Saving the file from EDP silently changes the character from F0-9F-91-91 to ED-A0-BD-ED, which breaks the application that uses that file since it considers it to be a different string.

I found no setting related to UTF-8 that will allow me to save the file without the silent changes.

Result:
It is impossible to reconcile the files with EDP.

Expected behaviour:
EDP should not change any parts of the file behind the user's back.

Note:
The file is not a "real" XML file, it is just a settings file used by the application which has an XML structure. It has no BOM and can include non-encoded UTF-8 characters. I cannot make arbitrary changes to the file (like adding a BOM) since it will likewise break the application.

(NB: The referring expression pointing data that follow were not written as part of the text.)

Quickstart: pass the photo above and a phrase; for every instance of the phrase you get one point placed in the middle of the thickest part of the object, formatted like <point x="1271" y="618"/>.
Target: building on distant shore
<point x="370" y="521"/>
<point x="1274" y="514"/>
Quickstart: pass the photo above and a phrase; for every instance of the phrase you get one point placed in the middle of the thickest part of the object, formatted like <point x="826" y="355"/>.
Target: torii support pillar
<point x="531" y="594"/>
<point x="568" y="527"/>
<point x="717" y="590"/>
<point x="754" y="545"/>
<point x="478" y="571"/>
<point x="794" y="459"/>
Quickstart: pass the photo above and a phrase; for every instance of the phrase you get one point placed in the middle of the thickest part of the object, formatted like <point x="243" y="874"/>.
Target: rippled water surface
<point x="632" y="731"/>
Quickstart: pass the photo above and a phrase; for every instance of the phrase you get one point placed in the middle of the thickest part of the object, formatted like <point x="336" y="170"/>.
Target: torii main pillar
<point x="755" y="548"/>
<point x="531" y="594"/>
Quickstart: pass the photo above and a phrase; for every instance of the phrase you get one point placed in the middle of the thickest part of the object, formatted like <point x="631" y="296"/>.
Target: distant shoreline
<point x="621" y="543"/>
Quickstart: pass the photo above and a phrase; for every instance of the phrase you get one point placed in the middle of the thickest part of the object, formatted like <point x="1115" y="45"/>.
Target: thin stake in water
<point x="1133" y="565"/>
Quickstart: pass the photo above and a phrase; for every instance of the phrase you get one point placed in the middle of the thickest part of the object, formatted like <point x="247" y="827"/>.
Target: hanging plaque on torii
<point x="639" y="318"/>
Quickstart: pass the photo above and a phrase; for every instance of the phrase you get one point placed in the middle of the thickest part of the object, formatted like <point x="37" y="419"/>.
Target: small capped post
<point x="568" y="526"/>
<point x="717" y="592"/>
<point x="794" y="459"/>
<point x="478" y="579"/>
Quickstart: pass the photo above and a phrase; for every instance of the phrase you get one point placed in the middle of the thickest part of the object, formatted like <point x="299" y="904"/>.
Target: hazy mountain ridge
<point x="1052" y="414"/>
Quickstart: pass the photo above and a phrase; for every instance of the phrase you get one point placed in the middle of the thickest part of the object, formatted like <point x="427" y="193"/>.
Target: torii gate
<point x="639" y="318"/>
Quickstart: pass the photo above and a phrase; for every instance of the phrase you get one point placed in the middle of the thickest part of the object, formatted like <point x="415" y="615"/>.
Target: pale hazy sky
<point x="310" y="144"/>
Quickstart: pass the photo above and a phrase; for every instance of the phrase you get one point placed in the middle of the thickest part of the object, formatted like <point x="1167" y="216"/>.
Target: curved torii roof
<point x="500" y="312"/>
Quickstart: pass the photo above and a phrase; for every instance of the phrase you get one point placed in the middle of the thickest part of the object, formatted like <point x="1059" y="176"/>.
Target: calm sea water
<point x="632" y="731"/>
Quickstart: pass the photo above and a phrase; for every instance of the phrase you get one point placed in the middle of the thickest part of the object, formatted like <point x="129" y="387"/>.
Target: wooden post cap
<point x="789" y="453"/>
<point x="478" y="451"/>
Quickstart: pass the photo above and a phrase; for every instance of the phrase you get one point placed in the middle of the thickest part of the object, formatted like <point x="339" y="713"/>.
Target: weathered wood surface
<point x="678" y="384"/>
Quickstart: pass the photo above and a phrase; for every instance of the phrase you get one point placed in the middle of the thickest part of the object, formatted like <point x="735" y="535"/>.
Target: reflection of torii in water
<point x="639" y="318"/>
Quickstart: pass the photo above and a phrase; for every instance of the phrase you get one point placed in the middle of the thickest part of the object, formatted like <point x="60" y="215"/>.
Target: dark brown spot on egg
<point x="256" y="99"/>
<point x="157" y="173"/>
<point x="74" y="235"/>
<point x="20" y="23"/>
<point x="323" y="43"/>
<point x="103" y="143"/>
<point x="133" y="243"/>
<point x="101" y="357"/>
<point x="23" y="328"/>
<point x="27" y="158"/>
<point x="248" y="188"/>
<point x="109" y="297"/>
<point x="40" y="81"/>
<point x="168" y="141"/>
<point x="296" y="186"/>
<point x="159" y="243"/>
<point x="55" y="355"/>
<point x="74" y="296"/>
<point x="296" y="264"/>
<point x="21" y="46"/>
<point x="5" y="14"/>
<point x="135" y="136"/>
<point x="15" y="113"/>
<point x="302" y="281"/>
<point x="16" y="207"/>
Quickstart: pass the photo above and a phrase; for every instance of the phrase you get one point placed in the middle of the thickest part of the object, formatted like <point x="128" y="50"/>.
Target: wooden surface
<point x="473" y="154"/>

Note2: Treating the files as binary is not feasible.

Please fix ASAP!

Re: Bug: Silently changing UTF-8 characters

Posted: Sun Nov 10, 2019 2:33 pm
by psguru
We'll need your pair of files to debug this issue. Is it possible for you to attach them here? If not, please email to examdiffpro [at] prestosoft.com.

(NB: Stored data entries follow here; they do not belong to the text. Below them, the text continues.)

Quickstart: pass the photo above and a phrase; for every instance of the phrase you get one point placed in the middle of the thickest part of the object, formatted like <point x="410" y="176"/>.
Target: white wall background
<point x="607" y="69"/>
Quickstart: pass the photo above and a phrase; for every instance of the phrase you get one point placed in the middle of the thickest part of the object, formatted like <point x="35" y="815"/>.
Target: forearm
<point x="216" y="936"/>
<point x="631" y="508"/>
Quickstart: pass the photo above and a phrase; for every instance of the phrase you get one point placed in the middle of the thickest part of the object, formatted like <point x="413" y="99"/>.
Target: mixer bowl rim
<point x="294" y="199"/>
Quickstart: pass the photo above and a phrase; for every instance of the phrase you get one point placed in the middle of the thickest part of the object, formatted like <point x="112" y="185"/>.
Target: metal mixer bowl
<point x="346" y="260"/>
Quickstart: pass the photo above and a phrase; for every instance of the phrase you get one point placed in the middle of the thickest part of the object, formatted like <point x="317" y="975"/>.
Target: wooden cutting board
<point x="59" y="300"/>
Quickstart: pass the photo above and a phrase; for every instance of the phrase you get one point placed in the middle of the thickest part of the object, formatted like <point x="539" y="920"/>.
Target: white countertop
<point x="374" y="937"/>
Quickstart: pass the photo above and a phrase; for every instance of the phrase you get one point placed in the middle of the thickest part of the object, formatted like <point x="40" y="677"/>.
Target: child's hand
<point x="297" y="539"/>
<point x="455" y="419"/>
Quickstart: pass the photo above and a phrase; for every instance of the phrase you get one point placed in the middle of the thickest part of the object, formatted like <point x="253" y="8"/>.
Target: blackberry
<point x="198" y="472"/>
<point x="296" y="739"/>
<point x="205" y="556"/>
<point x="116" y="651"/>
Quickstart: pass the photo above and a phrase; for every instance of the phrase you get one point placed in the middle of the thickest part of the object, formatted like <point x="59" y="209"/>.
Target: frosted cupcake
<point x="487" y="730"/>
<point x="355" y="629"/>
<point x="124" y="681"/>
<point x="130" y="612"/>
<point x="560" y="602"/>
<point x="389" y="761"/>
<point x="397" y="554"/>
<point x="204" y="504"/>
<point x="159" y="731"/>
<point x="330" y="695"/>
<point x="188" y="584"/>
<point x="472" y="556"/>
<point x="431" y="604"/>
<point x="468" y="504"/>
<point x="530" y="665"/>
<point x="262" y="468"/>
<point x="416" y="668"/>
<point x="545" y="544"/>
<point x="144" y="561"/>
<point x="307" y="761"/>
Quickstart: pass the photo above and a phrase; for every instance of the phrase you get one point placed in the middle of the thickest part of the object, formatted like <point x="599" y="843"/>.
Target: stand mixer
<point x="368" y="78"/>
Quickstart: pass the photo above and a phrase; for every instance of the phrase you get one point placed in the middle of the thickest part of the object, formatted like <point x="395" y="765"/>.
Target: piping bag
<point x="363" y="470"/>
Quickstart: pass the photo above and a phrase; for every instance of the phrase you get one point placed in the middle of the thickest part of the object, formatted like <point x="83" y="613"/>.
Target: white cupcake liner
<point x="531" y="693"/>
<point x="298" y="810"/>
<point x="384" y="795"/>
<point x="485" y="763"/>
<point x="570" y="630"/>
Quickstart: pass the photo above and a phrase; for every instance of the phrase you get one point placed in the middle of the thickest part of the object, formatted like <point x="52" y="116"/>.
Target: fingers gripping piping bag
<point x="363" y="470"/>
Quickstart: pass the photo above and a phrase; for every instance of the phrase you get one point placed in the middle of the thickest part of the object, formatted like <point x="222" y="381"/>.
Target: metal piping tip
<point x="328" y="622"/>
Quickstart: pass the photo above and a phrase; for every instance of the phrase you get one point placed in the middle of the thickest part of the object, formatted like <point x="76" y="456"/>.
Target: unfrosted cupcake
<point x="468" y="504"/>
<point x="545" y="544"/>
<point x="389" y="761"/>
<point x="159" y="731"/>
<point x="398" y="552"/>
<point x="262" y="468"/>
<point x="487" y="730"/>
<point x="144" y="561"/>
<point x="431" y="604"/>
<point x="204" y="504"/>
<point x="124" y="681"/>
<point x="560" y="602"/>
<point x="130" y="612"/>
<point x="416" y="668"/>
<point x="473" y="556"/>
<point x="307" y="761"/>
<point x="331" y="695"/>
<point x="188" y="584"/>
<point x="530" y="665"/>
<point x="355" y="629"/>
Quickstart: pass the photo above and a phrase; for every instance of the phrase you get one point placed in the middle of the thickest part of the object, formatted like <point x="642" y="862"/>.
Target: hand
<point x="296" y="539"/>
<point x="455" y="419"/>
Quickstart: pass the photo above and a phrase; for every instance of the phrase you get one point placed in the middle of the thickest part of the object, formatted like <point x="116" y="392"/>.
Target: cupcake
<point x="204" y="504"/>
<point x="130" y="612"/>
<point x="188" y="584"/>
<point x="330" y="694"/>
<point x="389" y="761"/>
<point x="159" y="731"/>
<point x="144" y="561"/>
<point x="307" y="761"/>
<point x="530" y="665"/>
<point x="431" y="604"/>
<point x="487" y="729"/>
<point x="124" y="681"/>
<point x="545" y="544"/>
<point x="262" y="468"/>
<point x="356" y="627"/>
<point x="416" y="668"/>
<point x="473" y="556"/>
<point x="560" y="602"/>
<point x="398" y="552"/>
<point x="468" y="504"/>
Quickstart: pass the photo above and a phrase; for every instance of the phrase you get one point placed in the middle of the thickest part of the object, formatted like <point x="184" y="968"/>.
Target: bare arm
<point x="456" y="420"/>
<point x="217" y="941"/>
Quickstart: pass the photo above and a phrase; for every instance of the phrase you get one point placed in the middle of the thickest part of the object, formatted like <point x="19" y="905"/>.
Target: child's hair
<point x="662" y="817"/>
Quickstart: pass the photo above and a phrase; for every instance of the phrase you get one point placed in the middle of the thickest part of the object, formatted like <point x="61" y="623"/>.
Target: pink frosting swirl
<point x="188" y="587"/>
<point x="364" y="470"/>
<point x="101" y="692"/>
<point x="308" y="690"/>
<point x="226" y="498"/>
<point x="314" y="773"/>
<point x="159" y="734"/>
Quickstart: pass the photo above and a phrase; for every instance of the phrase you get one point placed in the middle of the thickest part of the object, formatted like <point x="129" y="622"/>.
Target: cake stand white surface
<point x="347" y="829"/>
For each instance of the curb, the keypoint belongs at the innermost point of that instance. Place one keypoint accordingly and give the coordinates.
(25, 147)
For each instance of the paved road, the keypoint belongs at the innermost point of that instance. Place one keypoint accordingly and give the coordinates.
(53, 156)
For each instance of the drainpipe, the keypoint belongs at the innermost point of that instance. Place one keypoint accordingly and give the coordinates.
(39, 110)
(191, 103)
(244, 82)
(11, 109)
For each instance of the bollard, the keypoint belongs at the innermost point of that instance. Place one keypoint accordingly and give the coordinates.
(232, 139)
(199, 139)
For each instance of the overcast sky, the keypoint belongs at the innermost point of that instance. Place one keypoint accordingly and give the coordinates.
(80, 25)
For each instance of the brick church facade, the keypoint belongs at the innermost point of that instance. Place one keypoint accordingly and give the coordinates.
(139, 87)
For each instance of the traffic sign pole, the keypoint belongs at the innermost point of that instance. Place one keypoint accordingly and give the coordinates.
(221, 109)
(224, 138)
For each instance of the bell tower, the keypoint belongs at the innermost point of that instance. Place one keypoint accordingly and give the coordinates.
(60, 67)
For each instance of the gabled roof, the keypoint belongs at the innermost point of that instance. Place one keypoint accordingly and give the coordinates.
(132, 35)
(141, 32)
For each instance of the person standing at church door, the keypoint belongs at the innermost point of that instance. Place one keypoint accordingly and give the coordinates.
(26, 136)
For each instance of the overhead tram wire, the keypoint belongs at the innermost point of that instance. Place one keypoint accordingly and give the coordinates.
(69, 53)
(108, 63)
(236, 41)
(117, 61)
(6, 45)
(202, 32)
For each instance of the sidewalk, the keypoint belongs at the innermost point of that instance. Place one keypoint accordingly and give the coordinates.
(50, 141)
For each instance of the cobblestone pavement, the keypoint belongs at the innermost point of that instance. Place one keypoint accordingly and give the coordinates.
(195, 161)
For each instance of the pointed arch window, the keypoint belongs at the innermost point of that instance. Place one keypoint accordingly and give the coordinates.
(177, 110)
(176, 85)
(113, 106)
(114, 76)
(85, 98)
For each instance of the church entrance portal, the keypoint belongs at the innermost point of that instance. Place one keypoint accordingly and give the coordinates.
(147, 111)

Re: Bug: Silently changing UTF-8 characters

Posted: Sun Nov 10, 2019 2:44 pm
by Alexo
Those files contain private information but I'll see if I can extract just the relevant parts.

Re: Bug: Silently changing UTF-8 characters

Posted: Sun Nov 10, 2019 3:18 pm
by Alexo
Fines and settings sent in PM.

The "You cannot make another post so soon after your last." is annoying as hell.

Re: Bug: Silently changing UTF-8 characters

Posted: Mon Nov 11, 2019 12:33 pm
by MSpagni
Maybe (but only maybe) I had the same problem, but I was in a hurry and I didn't investigate.
The "You cannot make another post so soon after your last." is annoying as hell.
I agree!

Re: Bug: Silently changing UTF-8 characters

Posted: Mon Nov 11, 2019 12:37 pm
by psguru
Alexo wrote: Sun Nov 10, 2019 3:18 pm Fines and settings sent in PM.
There were no attachments in your PM.
The "You cannot make another post so soon after your last." is annoying as hell.
It's for spam protection. I changed the setting to 60 seconds.

Re: Bug: Silently changing UTF-8 characters

Posted: Mon Nov 11, 2019 3:28 pm
by psguru
Got the files, thanks. Yes, since the files are treated as UTF-8, due to UTF-8 markers within them (Notepad also thinks they are UTF-8), EDP tries to save then as such. However, due to a bug in UTF-8 saving in such specific circumstances that your files present, it saves incorrectly.

The fix will appear in the next builds of 10.0 and 11.0 Beta.

Re: Bug: Silently changing UTF-8 characters

Posted: Mon Nov 11, 2019 3:41 pm
by Alexo
Thanks!

I hope it arrives soon, I need to mitigate that problem often.

Re: Bug: Silently changing UTF-8 characters

Posted: Mon Nov 11, 2019 3:48 pm
by psguru
We are targeting tomorrow.

Re: Bug: Silently changing UTF-8 characters

Posted: Tue Nov 12, 2019 11:22 am
by psguru

Re: Bug: Silently changing UTF-8 characters

Posted: Tue Nov 12, 2019 11:53 am
by MSpagni
psguru wrote: Mon Nov 11, 2019 12:37 pmIt's for spam protection.
I had no doubt about it! :D